May 25, 2022

9:00 am / 3:00 pm

MSEE: Short Course on Uncertainty Quantification in Physics-based Modeling using Python

Dimitris Tsapetis, Assistant Research Professor, Johns Hopkins University

Dimitris Giovanis, Assistant Research Professor, Johns Hopkins University

Michael D. Shields, Associate Professor, Johns Hopkins University

Please register here by May 23, 2022.

The course will be held on May 25-27, 2022. Each day will be broken into three sessions that will run from 9AM-12PM and 1-3PM EDT. During the morning session, instruction will be provided for setting up the day’s activities. In the afternoon, participants will work independently on UQ activities, and the instructors will be available to assist.

This in-person three-day short course will introduce participants to the practice of uncertainty quantification (UQ) in computational modeling of physical systems using the Python programming language. Participants will be introduced to a variety of UQ tasks including uncertainty propagation, surrogate modeling, and Bayesian inference using the UQpy toolbox. By the end of the course, it is the goal that students will have the knowledge to begin applying UQ to computational models in their respective fields of study.
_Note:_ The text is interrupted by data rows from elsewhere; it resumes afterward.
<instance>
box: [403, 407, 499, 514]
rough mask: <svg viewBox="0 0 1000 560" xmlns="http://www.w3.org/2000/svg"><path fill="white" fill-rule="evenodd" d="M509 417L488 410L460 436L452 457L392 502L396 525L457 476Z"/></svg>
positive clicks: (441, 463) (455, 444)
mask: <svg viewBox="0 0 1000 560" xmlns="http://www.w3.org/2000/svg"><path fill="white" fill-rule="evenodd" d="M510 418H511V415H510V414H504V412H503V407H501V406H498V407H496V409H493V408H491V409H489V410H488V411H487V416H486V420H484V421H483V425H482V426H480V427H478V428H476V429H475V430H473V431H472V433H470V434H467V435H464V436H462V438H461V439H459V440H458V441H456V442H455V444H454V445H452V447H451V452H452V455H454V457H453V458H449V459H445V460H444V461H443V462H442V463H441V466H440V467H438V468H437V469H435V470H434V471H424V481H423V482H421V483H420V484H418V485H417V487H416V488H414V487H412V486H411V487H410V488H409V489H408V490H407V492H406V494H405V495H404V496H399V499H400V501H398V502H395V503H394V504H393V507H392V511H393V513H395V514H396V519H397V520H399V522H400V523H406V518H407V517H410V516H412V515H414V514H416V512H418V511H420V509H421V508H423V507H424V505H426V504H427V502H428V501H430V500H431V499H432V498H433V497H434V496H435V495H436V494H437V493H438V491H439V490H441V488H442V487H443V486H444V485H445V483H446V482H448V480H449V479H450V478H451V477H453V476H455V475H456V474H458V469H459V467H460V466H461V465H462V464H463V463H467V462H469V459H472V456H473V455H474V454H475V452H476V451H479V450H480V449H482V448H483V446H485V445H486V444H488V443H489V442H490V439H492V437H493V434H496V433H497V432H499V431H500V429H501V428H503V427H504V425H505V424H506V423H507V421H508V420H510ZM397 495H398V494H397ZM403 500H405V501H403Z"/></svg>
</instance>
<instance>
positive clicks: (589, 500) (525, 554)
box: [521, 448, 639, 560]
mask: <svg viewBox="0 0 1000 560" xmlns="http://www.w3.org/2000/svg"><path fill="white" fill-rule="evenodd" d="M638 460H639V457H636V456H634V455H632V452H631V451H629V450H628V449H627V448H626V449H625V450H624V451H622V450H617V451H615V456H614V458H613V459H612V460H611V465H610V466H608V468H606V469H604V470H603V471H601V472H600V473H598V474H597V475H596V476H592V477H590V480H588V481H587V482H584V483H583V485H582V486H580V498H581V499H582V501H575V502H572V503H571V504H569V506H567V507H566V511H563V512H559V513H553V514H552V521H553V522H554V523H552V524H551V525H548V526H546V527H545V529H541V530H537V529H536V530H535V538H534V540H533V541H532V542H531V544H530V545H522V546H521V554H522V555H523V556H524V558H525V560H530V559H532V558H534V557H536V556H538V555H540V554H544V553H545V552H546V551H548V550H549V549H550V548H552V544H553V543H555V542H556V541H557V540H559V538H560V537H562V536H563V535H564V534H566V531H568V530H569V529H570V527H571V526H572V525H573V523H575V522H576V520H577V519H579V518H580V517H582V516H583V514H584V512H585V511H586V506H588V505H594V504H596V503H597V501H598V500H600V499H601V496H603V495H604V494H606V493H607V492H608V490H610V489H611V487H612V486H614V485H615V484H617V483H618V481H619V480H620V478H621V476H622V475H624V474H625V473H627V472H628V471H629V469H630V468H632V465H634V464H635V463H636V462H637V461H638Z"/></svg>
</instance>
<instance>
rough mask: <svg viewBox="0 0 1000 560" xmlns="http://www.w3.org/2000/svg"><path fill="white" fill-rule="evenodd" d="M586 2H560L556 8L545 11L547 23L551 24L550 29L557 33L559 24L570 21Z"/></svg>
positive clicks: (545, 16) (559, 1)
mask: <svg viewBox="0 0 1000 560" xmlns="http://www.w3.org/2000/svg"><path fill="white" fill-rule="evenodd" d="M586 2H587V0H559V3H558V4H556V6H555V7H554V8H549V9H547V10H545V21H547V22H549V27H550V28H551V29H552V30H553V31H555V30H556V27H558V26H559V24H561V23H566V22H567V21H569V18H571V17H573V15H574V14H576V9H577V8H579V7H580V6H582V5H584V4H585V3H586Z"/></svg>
In particular, attendees will learn how to:

  • Link a model to the UQpy software to execute UQ tasks.
  • Propagate uncertainties through a computational model using simulation-based methods in UQpy
  • Construct a surrogate model using polynomial chaos expansions and Gaussian process regression
  • Infer the parameters of a model using Bayesian inference

Pre-Workshop Activities

  • Participants will be provided with links to video lectures on UQ topics, which they should watch prior to attending the workshop.
  • Participants are expected to be proficient in the Python programming language with knowledge that includes Python syntax, data types and structures (e.g. lists and dictionaries), importing and using widely available libraries (e.g. numpy and scipy), and object-oriented programming in Python. Participants who are not already proficient may attend the short course after completing one (or more) of the online courses listed below.
  • Participants must bring their own laptop computer with all necessary software installed, including Python 3. Although we will review installation of UQpy and setting the user environment, we will not review Python installation.
  • Participants are encouraged to bring an example code that they can use for UQ in their own field of study.


Python Courses:
Below is a list of available online Python courses that may be helpful. The short course will require proficiency at least at the level of the first (Introductory) course, with the more advanced courses recommended for greater depth.

Coursera – Crash Course on Python, Offered by Google
Please complete all modules

More Advanced
Coursera – Python 3 Programming Specialization, Offered by the University of Michigan
This specialization is composed of 5 courses. Courses 1-4 are particularly relevant.

Most Comprehensive
EdX – Introduction to Python Programming Language, Offered by Georgia Tech


Dr. Tsapetis is an Postdoctoral Fellow in the Dept. of Civil and System Engineering at Johns Hopkins University. His research interests lie in the area of high-performance computing and computational mechanics under the prism of uncertainty quantification with the aim of producing robust engineering solutions.

Dr. Giovanis is a Research Assistant Professor in the Dept. of Civil and Systems Engineering at Johns Hopkins. His research interests lie in the area of data-driven uncertainty quantification (UQ) approaches and reliability analysis using machine learning.

Dr. Shields is an Associate Professor in the Dept. of Civil and Systems Engineering at Johns Hopkins. Dr. Shields’s research focuses on uncertainty quantification for wide-ranging problems in computational mechanics and materials science.